When it comes to building materials for your home, you may not think that fibre cement is a good choice for siding. When you think cement, you probably think of your home's driveway or walkway and wonder how you could even construct a home with this material. Note a few factors about fibre cement that you might consider so you know if this is the best choice for exterior siding for your home.

Does the material feel like a driveway?

Your home's driveway is probably not actually cement, but concrete. Cement is typically mixed with other elements to create different surfaces materials; for a driveway, it's mixed with sand and gravel to make that tough, durable surface on which you can drive. For siding, however, cement can be mixed with fibre, meaning either paper or wood pulp, along with a type of ash, to make it lightweight but still very durable. Fibre cement siding doesn't have the same thick feeling as your home's driveway or walkways, and it will actually be softer and lighter and more like a wood or aluminium.

Will it look dull, like a driveway?

One advantage of cement is that it's very porous, even when mixed with other materials, so it can be painted, stained, or stamped to hold a design. Fibre cement is often stamped with a rounded design, so it looks like stucco, or with an artificial wood grain. It can also be painted or stained so it looks like wood or just given a solid colour. Chances are, you wouldn't be able to tell the difference between fibre cement and wood or aluminium siding.

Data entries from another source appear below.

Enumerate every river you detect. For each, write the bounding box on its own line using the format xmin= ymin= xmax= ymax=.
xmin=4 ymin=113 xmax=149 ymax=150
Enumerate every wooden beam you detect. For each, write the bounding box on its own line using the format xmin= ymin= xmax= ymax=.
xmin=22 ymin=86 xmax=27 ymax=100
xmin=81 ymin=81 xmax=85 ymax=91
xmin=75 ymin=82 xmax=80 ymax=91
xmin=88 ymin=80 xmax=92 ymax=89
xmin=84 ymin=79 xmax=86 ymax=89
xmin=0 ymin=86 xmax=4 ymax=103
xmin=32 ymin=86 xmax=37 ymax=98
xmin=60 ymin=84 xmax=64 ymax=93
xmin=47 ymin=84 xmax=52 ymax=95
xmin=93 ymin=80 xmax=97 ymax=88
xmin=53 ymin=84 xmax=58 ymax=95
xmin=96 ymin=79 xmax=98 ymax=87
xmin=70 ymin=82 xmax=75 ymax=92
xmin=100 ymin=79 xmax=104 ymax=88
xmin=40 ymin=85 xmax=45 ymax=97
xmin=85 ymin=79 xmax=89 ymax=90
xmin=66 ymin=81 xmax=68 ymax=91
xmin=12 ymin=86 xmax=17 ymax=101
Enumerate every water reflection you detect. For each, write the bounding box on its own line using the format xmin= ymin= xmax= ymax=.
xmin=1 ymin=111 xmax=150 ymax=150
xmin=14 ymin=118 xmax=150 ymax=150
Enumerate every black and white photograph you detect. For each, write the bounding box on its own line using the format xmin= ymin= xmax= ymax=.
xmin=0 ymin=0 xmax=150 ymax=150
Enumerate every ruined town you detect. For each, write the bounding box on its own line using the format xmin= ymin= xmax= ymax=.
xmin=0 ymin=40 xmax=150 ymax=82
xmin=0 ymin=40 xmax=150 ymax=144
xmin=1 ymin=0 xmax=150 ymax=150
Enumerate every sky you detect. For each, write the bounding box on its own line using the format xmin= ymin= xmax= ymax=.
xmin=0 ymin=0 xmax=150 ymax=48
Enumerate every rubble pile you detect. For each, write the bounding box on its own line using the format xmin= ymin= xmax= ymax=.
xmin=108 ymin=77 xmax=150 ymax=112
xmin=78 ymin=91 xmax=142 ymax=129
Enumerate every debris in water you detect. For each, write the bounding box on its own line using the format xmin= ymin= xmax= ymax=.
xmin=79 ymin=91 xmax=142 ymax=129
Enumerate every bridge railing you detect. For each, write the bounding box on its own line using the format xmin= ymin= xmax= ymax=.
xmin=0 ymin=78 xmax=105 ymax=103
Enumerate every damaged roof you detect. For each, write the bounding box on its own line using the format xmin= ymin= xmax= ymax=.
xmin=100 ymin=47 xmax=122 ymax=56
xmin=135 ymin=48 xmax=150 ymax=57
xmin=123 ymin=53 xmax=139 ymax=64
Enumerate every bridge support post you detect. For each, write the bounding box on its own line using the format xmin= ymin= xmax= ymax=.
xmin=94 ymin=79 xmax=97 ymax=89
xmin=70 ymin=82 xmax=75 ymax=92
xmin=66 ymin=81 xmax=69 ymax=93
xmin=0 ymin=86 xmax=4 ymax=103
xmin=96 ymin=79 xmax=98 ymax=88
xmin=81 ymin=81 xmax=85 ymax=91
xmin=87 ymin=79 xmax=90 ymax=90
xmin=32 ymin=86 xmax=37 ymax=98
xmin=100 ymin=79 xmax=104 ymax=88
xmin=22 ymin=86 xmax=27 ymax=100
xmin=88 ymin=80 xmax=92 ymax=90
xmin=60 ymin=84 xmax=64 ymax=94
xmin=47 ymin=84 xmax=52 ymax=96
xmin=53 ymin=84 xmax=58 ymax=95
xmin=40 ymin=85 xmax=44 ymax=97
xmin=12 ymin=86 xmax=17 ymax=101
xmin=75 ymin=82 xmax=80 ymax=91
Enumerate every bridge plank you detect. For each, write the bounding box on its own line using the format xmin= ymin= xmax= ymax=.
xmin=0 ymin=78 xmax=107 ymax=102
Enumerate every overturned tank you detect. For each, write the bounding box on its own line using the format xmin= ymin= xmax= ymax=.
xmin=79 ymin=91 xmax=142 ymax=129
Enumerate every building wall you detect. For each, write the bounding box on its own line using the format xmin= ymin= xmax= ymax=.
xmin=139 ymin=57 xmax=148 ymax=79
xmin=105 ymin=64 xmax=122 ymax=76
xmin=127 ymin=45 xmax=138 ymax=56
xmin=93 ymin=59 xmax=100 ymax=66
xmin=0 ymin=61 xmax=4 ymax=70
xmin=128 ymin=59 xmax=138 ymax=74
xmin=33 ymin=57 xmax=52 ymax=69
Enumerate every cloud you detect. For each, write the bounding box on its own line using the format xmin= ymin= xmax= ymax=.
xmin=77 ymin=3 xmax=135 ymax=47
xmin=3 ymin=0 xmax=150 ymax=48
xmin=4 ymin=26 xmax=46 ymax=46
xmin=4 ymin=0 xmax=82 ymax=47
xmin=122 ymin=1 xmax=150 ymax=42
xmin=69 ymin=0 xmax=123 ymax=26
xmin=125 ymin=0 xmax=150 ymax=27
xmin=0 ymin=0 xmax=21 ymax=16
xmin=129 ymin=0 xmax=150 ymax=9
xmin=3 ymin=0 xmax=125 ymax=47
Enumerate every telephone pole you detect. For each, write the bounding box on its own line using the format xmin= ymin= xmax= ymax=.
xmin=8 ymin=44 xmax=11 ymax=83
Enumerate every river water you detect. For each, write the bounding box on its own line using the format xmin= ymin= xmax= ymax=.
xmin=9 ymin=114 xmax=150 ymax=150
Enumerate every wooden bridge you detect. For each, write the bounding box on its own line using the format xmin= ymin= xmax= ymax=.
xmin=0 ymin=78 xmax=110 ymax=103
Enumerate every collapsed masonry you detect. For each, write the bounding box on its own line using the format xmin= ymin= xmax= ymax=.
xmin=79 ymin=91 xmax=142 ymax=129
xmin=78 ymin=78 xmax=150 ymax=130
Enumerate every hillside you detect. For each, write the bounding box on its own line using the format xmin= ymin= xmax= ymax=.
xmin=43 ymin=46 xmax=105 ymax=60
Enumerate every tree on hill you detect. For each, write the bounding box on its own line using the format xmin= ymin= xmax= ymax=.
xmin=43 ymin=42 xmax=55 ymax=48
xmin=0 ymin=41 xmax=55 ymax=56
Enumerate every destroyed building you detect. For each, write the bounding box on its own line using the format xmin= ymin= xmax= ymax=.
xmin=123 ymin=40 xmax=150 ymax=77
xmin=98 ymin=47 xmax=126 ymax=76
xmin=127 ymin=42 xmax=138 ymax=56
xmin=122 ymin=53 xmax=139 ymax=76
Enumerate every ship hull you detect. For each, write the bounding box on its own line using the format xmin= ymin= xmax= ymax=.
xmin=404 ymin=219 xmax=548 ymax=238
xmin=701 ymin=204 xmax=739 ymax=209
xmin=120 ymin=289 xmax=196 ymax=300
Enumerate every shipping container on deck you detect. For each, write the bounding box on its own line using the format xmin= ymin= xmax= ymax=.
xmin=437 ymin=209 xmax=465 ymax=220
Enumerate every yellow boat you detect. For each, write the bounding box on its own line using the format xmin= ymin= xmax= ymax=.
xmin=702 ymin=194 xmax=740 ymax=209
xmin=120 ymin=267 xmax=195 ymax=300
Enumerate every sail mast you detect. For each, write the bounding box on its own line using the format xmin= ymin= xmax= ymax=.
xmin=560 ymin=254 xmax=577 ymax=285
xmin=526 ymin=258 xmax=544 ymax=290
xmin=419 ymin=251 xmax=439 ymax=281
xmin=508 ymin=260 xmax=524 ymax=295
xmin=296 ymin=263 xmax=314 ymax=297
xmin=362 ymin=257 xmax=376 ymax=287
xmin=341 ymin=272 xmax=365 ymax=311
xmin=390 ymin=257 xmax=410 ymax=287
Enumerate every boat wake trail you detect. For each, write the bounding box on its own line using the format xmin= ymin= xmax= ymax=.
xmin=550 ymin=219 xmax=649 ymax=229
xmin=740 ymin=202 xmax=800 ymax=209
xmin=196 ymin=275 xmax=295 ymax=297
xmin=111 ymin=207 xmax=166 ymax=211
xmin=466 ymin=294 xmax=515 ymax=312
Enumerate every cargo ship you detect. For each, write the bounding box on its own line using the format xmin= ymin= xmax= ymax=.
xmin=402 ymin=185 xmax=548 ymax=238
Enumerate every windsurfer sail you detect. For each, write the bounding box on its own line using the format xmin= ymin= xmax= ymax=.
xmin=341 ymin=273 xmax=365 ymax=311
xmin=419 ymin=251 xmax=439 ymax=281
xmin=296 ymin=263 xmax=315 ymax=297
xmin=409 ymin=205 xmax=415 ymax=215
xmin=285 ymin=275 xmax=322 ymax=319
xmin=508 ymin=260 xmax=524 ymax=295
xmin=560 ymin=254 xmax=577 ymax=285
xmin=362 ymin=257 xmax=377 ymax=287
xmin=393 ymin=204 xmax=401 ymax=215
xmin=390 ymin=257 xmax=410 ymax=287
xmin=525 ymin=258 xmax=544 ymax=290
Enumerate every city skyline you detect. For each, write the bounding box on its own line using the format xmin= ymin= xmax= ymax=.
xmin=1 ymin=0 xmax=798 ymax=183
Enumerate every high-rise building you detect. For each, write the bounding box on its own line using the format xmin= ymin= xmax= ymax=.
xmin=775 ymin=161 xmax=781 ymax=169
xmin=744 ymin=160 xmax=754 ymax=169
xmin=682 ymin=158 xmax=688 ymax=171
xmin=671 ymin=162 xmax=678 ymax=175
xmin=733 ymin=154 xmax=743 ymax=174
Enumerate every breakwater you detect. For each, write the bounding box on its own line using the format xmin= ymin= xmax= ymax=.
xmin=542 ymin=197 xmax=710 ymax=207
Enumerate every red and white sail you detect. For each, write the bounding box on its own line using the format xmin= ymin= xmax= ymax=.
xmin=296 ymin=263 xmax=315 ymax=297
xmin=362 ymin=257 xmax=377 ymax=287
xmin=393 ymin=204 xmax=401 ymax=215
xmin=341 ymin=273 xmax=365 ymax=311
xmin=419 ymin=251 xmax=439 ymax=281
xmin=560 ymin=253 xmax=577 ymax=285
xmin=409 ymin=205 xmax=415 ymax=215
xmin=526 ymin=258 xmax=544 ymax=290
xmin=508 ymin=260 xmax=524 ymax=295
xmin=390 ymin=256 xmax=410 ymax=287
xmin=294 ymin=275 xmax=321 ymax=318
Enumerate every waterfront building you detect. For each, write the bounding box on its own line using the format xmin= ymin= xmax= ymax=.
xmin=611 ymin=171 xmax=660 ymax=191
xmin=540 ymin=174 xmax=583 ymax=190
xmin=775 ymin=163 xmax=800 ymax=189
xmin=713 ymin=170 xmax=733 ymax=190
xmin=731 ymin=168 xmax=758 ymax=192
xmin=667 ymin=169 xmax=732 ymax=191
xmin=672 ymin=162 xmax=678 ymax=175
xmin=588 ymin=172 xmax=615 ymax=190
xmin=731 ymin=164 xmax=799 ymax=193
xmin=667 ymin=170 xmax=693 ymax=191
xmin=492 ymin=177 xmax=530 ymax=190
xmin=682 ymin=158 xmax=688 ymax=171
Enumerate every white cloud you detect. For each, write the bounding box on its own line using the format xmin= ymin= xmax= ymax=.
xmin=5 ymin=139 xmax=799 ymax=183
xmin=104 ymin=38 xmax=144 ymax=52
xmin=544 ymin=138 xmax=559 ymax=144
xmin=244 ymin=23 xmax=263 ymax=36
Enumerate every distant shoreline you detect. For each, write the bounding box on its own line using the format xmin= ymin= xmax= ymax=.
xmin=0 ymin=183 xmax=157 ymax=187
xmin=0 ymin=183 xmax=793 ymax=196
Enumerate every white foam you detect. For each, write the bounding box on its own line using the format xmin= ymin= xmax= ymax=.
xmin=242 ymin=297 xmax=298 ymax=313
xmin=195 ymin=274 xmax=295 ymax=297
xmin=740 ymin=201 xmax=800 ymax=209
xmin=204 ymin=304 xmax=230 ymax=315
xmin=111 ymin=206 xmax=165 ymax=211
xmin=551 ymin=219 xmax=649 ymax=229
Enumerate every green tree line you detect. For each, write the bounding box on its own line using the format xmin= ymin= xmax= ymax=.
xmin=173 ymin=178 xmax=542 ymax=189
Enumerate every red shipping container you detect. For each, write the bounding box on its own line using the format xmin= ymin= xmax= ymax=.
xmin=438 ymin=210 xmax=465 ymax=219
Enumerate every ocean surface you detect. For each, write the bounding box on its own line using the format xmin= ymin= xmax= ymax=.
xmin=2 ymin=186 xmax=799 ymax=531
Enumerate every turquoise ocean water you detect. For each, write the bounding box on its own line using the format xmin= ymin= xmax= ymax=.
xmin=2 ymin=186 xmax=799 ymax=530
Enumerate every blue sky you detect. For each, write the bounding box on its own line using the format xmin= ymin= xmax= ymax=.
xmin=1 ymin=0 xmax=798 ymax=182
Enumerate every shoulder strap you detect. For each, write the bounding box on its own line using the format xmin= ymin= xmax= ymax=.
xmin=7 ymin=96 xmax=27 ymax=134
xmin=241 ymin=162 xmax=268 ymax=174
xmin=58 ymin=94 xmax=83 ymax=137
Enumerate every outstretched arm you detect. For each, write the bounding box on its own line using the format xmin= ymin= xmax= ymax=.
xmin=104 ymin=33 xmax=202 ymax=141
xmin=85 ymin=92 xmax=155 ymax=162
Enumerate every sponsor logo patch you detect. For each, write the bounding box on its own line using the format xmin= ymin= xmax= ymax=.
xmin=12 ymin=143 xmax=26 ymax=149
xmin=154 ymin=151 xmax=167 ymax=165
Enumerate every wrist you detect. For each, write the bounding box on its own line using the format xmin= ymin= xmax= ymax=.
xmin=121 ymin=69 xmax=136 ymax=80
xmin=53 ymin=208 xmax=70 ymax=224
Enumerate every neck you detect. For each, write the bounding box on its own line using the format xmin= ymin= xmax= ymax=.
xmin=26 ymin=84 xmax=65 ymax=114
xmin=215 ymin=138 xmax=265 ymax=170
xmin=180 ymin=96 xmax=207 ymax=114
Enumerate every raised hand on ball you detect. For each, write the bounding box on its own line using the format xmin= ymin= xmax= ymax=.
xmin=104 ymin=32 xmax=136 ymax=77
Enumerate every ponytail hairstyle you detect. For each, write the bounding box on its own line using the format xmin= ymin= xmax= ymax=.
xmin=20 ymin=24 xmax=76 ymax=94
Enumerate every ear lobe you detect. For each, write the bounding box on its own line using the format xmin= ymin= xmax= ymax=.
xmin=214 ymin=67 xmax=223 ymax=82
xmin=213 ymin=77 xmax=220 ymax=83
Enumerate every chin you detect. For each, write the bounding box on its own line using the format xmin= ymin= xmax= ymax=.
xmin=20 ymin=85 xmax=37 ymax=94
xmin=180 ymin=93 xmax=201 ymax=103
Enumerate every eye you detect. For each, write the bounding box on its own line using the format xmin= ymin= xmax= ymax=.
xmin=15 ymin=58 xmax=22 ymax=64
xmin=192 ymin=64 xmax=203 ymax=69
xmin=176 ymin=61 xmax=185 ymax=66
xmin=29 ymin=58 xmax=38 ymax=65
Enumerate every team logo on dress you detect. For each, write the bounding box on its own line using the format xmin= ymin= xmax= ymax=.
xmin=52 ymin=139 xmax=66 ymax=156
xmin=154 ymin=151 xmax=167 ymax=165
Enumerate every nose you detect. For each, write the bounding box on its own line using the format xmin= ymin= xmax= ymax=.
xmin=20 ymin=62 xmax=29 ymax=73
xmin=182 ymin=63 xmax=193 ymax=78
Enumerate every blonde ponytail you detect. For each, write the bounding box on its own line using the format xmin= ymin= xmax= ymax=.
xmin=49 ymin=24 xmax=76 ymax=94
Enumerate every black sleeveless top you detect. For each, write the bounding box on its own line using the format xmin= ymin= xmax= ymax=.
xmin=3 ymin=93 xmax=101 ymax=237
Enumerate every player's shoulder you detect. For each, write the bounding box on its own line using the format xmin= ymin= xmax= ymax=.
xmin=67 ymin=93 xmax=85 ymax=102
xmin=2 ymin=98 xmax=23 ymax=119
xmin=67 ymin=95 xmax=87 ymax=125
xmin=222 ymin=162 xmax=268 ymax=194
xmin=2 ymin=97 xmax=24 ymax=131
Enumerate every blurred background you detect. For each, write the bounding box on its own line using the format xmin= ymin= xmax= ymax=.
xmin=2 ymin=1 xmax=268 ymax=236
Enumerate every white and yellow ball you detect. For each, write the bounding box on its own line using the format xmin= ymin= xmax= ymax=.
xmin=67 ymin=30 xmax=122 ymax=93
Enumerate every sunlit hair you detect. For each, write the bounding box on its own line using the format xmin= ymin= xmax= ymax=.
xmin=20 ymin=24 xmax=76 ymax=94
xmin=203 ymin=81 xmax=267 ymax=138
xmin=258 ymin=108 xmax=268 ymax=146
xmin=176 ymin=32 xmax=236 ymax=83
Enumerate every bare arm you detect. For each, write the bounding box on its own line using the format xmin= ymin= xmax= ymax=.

Can it be installed by a homeowner?

If fibre cement has one disadvantage, it's that you should leave installation to the pros. While it's lightweight enough to work as a siding for your home, it's still somewhat heavier than aluminium, and it can crack and break if not properly handled. Unless you've had experience working with fibre cement in particular, leave the installation to a professional.

Does it need extra care?

With fibre cement, you need to ensure that your shrubbery and other vegetation is trimmed back so that it doesn't sit against the siding. This is to keep moisture from collecting against the siding itself. As with all cement-based products, too much moisture can mean softening and cracking of the material and eventually needing repairs. Otherwise, a good wash every year and an inspection for any holes, just as you would any other exterior material, is all that's needed to keep it maintained and in good repair.